La organización advierte sobre un escenario caótico. En Bunia, capital de Ituri, los centros sanitarios han informado que no tienen capacidad para recibir más casos sospechosos. Un ejemplo crítico ocurrió en la clínica Salama, donde pacientes fueron derivados al hospital de Bunia, solo para ser rechazados porque su zona de aislamiento estaba llena.
Se trata de un brote de la cepa Bundibugyo, una variante poco común que solo se ha presentado tres veces en la historia. Hasta el momento, se registran 139 fallecidos y 600 casos sospechosos entre la RDC y Uganda.

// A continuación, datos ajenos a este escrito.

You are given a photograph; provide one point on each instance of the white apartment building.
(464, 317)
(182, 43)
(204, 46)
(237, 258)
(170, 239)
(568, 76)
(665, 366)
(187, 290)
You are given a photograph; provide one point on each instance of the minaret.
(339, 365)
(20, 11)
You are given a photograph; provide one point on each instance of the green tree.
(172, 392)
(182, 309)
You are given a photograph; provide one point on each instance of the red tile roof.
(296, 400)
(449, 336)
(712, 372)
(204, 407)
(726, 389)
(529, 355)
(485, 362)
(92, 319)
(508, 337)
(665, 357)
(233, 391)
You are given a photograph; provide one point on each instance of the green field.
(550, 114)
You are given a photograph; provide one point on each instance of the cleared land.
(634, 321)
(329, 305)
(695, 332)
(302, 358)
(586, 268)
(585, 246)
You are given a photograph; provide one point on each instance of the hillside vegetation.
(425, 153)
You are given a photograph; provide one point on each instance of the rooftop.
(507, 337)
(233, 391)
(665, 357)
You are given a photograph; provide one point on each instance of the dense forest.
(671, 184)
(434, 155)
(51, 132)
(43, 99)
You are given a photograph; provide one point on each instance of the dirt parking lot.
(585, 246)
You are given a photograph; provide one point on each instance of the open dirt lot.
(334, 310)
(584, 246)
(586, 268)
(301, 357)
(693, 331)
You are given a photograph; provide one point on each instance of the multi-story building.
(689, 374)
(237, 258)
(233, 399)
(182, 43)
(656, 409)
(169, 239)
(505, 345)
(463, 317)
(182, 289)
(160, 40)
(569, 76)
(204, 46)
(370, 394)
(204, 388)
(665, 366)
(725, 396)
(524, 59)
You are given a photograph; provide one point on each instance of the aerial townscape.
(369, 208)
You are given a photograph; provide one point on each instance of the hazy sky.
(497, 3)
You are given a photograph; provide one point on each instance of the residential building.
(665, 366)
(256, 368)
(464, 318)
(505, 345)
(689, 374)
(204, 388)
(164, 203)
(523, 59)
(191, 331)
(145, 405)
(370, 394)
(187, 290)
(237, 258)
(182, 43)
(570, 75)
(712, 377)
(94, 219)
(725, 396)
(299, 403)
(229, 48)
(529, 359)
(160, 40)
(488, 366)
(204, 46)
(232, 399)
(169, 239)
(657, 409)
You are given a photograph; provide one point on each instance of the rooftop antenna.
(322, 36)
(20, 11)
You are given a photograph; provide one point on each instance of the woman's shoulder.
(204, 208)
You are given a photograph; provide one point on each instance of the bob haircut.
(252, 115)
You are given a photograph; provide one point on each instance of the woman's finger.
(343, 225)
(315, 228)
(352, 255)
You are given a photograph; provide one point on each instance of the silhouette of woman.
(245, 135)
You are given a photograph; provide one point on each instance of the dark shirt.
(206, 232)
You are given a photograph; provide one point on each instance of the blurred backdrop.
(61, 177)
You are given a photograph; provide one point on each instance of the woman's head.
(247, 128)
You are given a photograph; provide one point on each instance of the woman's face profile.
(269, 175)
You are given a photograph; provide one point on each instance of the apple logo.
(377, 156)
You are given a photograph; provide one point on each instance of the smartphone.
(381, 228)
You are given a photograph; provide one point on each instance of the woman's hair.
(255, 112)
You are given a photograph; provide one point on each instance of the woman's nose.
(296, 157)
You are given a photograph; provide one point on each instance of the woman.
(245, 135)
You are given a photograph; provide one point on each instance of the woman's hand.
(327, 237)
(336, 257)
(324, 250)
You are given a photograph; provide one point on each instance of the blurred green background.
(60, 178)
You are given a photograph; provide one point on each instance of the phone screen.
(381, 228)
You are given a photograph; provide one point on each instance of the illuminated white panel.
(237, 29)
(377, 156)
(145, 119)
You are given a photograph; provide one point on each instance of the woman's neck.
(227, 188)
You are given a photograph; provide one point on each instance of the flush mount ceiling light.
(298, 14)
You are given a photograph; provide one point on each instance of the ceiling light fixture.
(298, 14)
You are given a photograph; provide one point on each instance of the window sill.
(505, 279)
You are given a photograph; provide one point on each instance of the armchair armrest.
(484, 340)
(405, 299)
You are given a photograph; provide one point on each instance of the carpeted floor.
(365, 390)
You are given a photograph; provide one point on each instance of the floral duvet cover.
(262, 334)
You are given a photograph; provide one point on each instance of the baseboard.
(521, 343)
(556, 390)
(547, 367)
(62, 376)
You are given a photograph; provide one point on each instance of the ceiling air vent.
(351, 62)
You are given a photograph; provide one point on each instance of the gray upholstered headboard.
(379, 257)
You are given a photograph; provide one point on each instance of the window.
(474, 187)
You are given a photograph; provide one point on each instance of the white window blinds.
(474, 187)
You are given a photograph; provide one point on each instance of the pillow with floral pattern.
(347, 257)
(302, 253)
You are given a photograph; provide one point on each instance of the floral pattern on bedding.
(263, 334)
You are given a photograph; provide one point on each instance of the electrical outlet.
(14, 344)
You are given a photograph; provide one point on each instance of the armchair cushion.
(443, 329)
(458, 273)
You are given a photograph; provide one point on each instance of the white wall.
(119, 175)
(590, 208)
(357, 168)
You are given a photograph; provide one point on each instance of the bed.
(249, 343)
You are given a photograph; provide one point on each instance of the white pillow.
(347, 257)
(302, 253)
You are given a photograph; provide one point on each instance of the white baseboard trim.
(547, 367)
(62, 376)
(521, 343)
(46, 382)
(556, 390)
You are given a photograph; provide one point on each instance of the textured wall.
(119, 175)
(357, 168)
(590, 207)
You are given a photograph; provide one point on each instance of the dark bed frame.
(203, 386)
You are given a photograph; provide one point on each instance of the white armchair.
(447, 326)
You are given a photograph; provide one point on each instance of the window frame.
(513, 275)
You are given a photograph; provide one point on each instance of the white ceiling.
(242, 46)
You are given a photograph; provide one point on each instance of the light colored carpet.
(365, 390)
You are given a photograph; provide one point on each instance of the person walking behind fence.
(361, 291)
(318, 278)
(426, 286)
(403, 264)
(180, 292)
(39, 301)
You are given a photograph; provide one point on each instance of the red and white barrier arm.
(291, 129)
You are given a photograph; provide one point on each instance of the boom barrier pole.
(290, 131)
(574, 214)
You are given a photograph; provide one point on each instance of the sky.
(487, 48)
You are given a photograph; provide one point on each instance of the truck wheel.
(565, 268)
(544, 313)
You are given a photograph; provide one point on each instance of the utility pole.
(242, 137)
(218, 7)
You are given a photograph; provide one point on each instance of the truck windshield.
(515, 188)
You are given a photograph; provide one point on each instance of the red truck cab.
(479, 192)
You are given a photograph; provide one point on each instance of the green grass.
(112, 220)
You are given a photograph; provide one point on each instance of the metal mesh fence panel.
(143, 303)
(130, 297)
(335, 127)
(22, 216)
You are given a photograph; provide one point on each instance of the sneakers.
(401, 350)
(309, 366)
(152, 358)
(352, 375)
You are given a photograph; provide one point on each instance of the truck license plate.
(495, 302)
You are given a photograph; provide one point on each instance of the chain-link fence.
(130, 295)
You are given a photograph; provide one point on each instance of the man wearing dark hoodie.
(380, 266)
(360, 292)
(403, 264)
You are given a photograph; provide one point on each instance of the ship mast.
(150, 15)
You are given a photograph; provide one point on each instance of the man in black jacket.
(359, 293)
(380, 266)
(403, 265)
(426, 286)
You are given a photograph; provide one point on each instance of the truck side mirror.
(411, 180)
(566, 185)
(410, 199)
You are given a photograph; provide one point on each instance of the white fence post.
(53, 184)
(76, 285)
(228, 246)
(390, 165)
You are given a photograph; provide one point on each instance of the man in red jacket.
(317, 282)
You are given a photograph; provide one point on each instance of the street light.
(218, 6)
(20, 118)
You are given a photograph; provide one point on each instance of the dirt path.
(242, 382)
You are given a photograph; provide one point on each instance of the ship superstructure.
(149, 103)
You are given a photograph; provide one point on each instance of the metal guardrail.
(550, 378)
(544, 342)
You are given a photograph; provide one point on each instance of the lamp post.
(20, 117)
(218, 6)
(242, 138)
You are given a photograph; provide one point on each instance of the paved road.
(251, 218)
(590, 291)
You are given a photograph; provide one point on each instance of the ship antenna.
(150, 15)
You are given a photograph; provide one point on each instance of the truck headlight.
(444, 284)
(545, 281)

Sin embargo, solo 51 han sido confirmados en laboratorio debido a la ubicación remota de la región y a que la plataforma local permite detectar la variante Zaire, pero no la de Bundibugyo. Según la OMS, la tasa de letalidad de esta cepa oscila entre el 30 % y el 50 %.
El virus ya se ha extendido a la provincia de Kivu del Norte, a Kampala en Uganda y al estado de Ecuatoria Occidental en Sudán del Sur. Ante la crisis, Médicos Sin Fronteras ha enviado más de 3,000 equipos de protección personal desde Uganda para aliviar la carga de los equipos médicos. Asimismo, Gran Bretaña ha destinado 26,8 millones de dólares para apoyar a la OMS y otras agencias en la vigilancia y el control de la infección.
El ébola se transmite por contacto directo con fluidos corporales y provoca fiebre hemorrágica grave, vómitos y hemorragias internas, con una mortalidad general que puede variar entre el 25 % y el 90 %.